6.824 2016 Lecture 5: Raft (1)

this lecture
  today: Raft (lab 2)
  next: using Raft in a key/value server (lab 3)

overall topic: fault-tolerant services using state machine replication (SRM)
  [clients, replica servers]
  each replica server executes same operations in same order
  result: they remain replicas as they execute
  with care, any replica could take over if one failed
    i.e. on failure, client switches to another server
  both GFS and VMware FT have this flavor

what's a typical "state machine"?
  it's the application, or service, being replicated
  internal state, sequence of input commands, outputs
    "sequence" means no parallelism
    must be deterministic
    cannot communicate outside state machine (other than via input and output)
  from here on we'll be talking about fairly high-level services
  example: configuration server, like MapReduce or GFS master
  example: key/value storage server, put()/get() (lab3)

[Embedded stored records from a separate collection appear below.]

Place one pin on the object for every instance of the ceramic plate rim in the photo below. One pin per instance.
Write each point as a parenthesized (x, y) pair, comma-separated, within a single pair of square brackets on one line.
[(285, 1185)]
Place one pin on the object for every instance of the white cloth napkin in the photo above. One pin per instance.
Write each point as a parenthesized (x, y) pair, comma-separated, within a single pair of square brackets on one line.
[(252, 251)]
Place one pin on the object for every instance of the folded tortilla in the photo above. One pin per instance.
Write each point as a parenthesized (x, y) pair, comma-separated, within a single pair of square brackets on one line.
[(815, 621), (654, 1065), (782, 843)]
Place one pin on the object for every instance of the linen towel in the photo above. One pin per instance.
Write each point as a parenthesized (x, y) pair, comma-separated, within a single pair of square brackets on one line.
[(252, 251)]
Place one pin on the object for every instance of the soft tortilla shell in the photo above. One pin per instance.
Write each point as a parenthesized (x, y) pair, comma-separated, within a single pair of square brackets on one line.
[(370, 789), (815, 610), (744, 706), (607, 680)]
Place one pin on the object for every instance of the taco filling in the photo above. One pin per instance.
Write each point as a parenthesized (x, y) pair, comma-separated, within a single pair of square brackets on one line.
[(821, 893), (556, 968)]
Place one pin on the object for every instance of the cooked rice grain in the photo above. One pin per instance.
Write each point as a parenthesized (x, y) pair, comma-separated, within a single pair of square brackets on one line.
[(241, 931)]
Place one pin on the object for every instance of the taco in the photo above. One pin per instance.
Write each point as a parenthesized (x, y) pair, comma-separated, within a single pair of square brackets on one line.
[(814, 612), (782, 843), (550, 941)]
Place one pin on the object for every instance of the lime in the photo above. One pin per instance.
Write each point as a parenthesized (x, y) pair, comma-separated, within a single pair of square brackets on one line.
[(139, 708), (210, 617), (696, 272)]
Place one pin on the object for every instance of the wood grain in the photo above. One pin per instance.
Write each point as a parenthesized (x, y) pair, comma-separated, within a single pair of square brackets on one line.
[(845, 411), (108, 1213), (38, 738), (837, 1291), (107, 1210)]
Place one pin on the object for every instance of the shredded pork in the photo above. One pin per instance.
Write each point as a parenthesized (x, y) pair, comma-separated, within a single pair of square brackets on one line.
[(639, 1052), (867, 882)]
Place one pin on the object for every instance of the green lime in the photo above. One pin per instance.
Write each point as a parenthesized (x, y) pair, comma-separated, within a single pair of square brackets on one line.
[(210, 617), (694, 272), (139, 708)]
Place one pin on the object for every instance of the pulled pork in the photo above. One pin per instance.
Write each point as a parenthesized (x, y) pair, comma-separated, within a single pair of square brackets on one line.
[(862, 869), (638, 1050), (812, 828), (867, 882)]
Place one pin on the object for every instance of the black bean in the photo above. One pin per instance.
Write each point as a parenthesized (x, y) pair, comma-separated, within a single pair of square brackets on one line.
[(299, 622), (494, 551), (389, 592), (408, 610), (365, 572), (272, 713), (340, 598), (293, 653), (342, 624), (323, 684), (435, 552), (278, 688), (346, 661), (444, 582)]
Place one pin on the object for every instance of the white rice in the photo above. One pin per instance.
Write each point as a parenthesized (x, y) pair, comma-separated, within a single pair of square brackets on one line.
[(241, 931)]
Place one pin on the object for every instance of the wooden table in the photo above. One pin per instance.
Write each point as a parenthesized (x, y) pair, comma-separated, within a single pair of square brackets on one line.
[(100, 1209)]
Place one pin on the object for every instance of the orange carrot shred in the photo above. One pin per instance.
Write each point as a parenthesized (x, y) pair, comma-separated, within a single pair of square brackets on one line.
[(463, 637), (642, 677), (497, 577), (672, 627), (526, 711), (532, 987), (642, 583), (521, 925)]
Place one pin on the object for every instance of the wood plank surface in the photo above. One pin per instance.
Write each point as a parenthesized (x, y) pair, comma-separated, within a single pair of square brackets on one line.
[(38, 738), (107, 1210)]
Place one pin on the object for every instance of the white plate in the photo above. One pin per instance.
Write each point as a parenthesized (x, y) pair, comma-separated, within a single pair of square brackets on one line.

a critical question: how to avoid split brain?
  suppose client can contact replica A, but not replica B
  can client proceed with just replica A?
  if B has really crashed, we *must* proceed without B,
    otherwise we can't tolerate faults!
  if B is up but network prevents us from contacting it,
    maybe we should *not* proceed without it,
    since it might be alive and serving other clients -- risking split brain
    "network partition"
  in general we cannot distinguish between "crashed" and "partitioned"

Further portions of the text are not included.